Purpose-Driven Investment
Philip Tasho, manager of Aston/TAMRO Small Cap N (ATASX), looks for small companies with attractive valuations and a catalyst that could push the stock price higher. Those catalysts normally fall into at least one of three categories: consolidation, restructuring or new products.
Consolidators, which normally make up 50 to 60 percent of Aston/TAMRO Small Cap’s portfolio, are “best in class” leaders of their industries, often because they are the low-cost producer or provide an enhanced product or service. Such companies are gaining market share and making it increasingly difficult for competitors to do so.
Restructuring plays typically account for 20 percent to a third of the fund’s assets. These companies may have performed poorly in recent quarters or years but still have strong market positions. In such cases, “new or reinvigorated” management stands a good chance of boosting profit margins and significantly increasing earnings.
Companies with new products, which account for the rest of the portfolio, can provide unexpectedly large boosts to earnings in a short period of time. Tasho is especially fond of companies that sow the seeds for future innovation by investing regularly in research and development.
To identify potential investments, Tasho applies quantitative screens to a universe of about 1,100 companies, using traditional valuation criteria such as price-to-earnings (PE), price-to-book value and price-to-sales ratios, relative to the company’s own four-year history; PE-to-earnings-growth ratio (a good way to find restructuring plays); and increases in analysts’ earnings estimates. The screens sort companies into deciles, and Tasho and his analysts scrutinize the top third.

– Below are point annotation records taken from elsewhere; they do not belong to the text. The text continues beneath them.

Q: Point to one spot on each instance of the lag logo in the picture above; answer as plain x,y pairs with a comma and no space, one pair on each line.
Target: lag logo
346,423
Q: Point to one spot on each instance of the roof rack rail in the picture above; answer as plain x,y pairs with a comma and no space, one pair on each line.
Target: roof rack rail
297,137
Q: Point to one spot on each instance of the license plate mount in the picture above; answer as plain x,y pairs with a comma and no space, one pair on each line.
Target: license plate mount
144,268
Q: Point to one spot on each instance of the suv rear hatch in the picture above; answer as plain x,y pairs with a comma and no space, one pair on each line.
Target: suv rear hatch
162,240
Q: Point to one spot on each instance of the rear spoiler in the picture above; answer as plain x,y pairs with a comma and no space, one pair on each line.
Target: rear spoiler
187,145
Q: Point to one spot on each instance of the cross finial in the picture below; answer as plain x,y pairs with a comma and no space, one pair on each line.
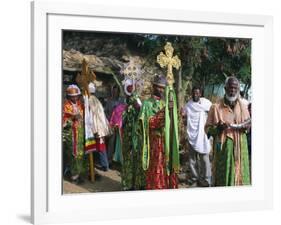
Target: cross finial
169,61
85,77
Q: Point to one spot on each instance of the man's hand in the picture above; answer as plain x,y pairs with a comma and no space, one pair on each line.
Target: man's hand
171,104
77,116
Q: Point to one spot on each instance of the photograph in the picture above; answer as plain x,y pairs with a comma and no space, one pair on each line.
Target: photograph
154,111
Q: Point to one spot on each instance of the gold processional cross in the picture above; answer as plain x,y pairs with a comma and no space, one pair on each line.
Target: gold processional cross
168,60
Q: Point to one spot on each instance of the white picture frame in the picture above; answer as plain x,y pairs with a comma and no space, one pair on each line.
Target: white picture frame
48,205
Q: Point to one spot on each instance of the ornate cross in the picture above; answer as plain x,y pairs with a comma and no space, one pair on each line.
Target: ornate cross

They then compare that list with the results of industry research. For each industry, all stocks are compared based on 12 factors; the analysis is then printed out on a color-coded sheet that allows Tasho to quickly identify leaders and laggards in each group. Attractive companies are then subjected to fundamental analysis of financial statements, balance sheets, business plans and management quality.
For each stock Tasho and his team estimate upside potential and downside risk, taking into account historical assessments and some macroeconomic assumptions (e.g., about interest and growth rates). To be considered for purchase, a stock’s upside potential must be at least three times its downside risk.
The 40 to 60 most attractive stocks make it into the fund. To further reduce risk, Tasho diversifies the fund by major sectors and limits a single stock to no more than 5 percent of the fund’s assets.
Tasho sells a stock if the company’s earnings growth slows, he loses confidence in management, or if the stock’s valuation becomes excessively high or its market cap hits $5 billion. He also will bump the portfolio holding with the least-attractive upside/downside calculus if a more compelling new stock is waiting in the wings.
That adds up to a surprising well-diversified fund, even if it has just 63 holdings. However, he’s currently overweight on software companies and business-services outfits, holdings names like Quality Systems (NSDQ: QSII), L-1 Identity Solutions (NYSE: ID) and Corinthian Colleges (NSDQ: COCO).
Tasho’s unique approach has propelled the fund into the top 18 percent of its category on both an annualized three- and five-year basis, though 2008 was a bit rough as the fund lost more than 33 percent of its value. But even that performance kept the fund in the top third of its category, a testament to its quality control measures.
This year has been kind to the fund. Thus far it’s returned over 17 percent, slightly under-pacing the small-cap category–a consequence of its value-sensitive approach. Falling squarely in the GARP camp, these funds don’t always outperform in rallies but rarely underperform when the bears take control.
That’s not to suggest the fund is without its risks. Tasho likes to dip into micro-caps where there can be substantial uncertainty about a company’s future in even the best of times. But with his disciplined portfolio strategy, it would take several blowups to dent the fund’s returns.
While there’s always some risk, a disciplined buy and sell strategy makes this fund an attractive option for long-term investors. Despite a 22 percent run-up in small-cap growth funds this year, this is one of the best ways to play small caps.